Eu escolhi propositadamente a expressão História Essencial justamente

para dar a ideia dessa tensão entre dois polos, a tensão que nos mostra de um

lado algo que permanece irredutivelmente àquilo que era no começo e que por

outro lado muda de aparência, muda de figura e quase que, poderíamos dizer

com um pouco de exagero, muda de identidade ao longo dos tempos.

Essa tensão, a meu ver, é insolúvel. É uma das muitas tensões que

definem polarmente a existência humana. Existem inúmeras dessas tensões, e

nós veremos no próprio curso da história da filosofia que muitas filosofias, às

vezes, procuram resolvê-la mediante a amputação de um dos polos, criando

uma visão um pouco artificial ou exagerada de uma faceta da existência, e todo

nosso esforço será, ao contrário, para conservar todos os polos opostos cuja

tensão nós não possamos resolver, por que, às vezes, é essa tensão mesma

que os coloca de pé, nos faz ir pra frente e, em última análise, marca toda a

dignidade e força da inteligência humana.

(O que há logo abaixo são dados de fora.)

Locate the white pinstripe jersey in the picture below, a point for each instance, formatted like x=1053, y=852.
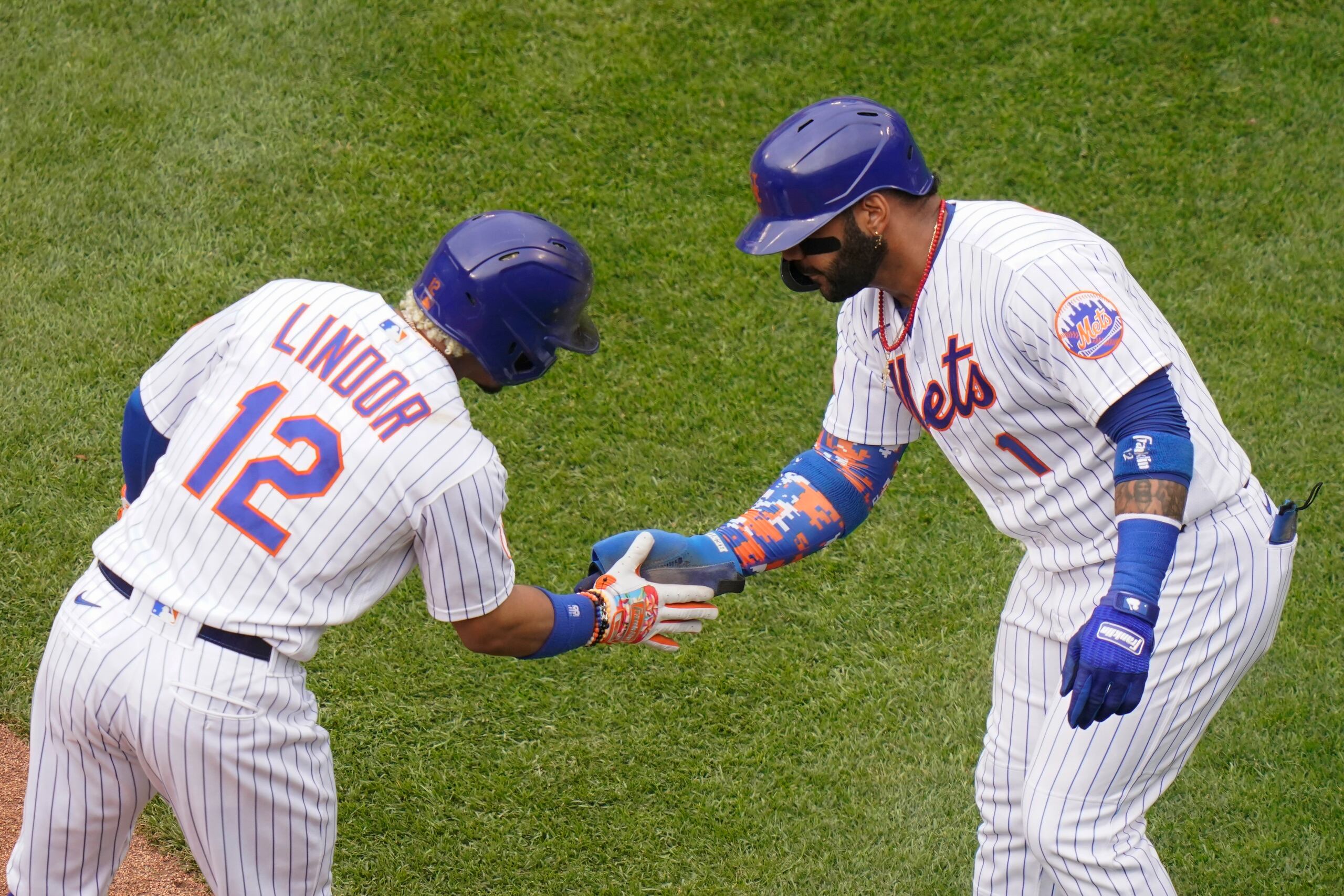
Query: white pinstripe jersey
x=318, y=449
x=1028, y=328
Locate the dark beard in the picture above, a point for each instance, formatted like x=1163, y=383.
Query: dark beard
x=855, y=265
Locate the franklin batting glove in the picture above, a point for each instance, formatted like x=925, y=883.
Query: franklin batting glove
x=1107, y=666
x=634, y=610
x=674, y=559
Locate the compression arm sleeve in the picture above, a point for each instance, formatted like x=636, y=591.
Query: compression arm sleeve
x=1152, y=442
x=822, y=495
x=142, y=446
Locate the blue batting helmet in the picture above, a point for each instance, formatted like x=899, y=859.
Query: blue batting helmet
x=824, y=159
x=511, y=288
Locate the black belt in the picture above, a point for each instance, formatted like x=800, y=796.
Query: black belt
x=249, y=645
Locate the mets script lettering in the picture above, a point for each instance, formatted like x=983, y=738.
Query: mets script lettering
x=942, y=405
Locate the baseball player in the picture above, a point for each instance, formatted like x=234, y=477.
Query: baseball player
x=1155, y=566
x=288, y=462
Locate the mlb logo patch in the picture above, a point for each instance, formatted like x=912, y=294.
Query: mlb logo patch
x=1089, y=325
x=164, y=613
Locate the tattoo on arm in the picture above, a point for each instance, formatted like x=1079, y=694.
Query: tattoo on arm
x=1160, y=498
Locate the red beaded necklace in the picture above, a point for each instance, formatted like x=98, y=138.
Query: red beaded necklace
x=910, y=315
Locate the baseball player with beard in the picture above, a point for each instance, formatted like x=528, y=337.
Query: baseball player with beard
x=1155, y=566
x=288, y=462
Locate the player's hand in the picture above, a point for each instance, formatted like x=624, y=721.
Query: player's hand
x=674, y=559
x=632, y=610
x=1107, y=667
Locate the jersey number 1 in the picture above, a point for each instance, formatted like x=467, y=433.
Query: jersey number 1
x=234, y=505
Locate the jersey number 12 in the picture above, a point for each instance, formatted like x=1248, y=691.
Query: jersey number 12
x=234, y=505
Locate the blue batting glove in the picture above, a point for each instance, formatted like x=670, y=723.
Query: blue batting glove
x=1107, y=666
x=675, y=559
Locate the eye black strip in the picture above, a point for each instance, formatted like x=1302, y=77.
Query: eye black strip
x=820, y=245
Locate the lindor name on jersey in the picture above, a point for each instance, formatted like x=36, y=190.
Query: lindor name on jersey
x=356, y=370
x=1028, y=328
x=319, y=450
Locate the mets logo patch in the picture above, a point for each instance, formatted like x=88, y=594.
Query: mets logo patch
x=1089, y=325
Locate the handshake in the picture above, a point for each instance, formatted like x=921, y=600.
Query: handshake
x=652, y=583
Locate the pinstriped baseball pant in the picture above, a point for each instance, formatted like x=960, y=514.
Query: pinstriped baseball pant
x=1064, y=810
x=130, y=703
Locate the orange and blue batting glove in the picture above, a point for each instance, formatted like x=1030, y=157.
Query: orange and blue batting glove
x=634, y=610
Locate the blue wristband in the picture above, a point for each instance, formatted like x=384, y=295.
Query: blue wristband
x=574, y=618
x=1155, y=456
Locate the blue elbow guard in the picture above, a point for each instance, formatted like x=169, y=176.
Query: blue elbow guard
x=1155, y=456
x=573, y=628
x=826, y=479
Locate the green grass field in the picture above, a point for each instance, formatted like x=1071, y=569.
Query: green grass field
x=159, y=160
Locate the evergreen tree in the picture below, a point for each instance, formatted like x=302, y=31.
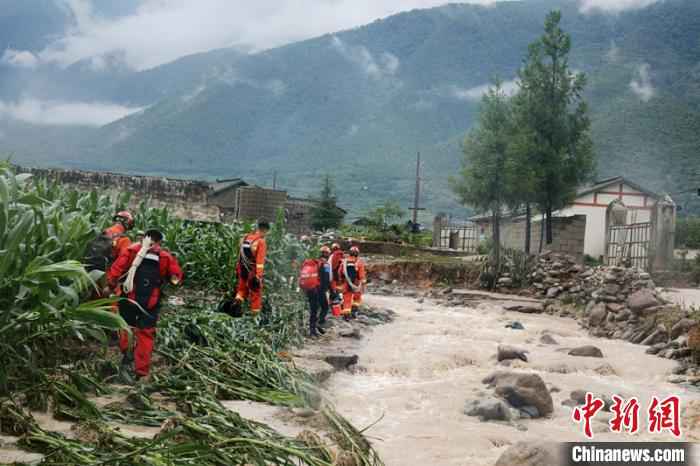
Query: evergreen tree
x=552, y=118
x=326, y=214
x=486, y=179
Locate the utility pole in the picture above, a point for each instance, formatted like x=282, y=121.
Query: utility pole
x=416, y=199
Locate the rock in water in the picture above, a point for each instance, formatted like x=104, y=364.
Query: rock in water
x=521, y=390
x=319, y=370
x=341, y=362
x=588, y=351
x=510, y=352
x=530, y=454
x=642, y=299
x=490, y=409
x=681, y=327
x=598, y=314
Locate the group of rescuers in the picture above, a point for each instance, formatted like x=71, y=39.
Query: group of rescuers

Uma vez explicado, mais ou menos, este título, nós temos que ver que

esta disciplina “História da Filosofia” ela tem sido tratada de um número

definido de maneiras ou estilo, e nós vamos fazer uma breve resenha desses

estilos para mostrar por que eles não nos satisfazem e, portanto, porque que

eu achei que deveria narrar a história da filosofia de acordo com uma outra

maneira que não se enquadra em nenhuma das três modalidades costumeiras

que eu vou passar.

A primeira amostra da história da filosofia que nós temos está nas obras

de Aristóteles. Ele nunca escreveu uma obra chamada “História da Filosofia”,

mas cada problema filosófico que ele atacou ele sempre começou por abordá-

lo desde a narrativa das tentativas anteriores feita pelos seus antecessores.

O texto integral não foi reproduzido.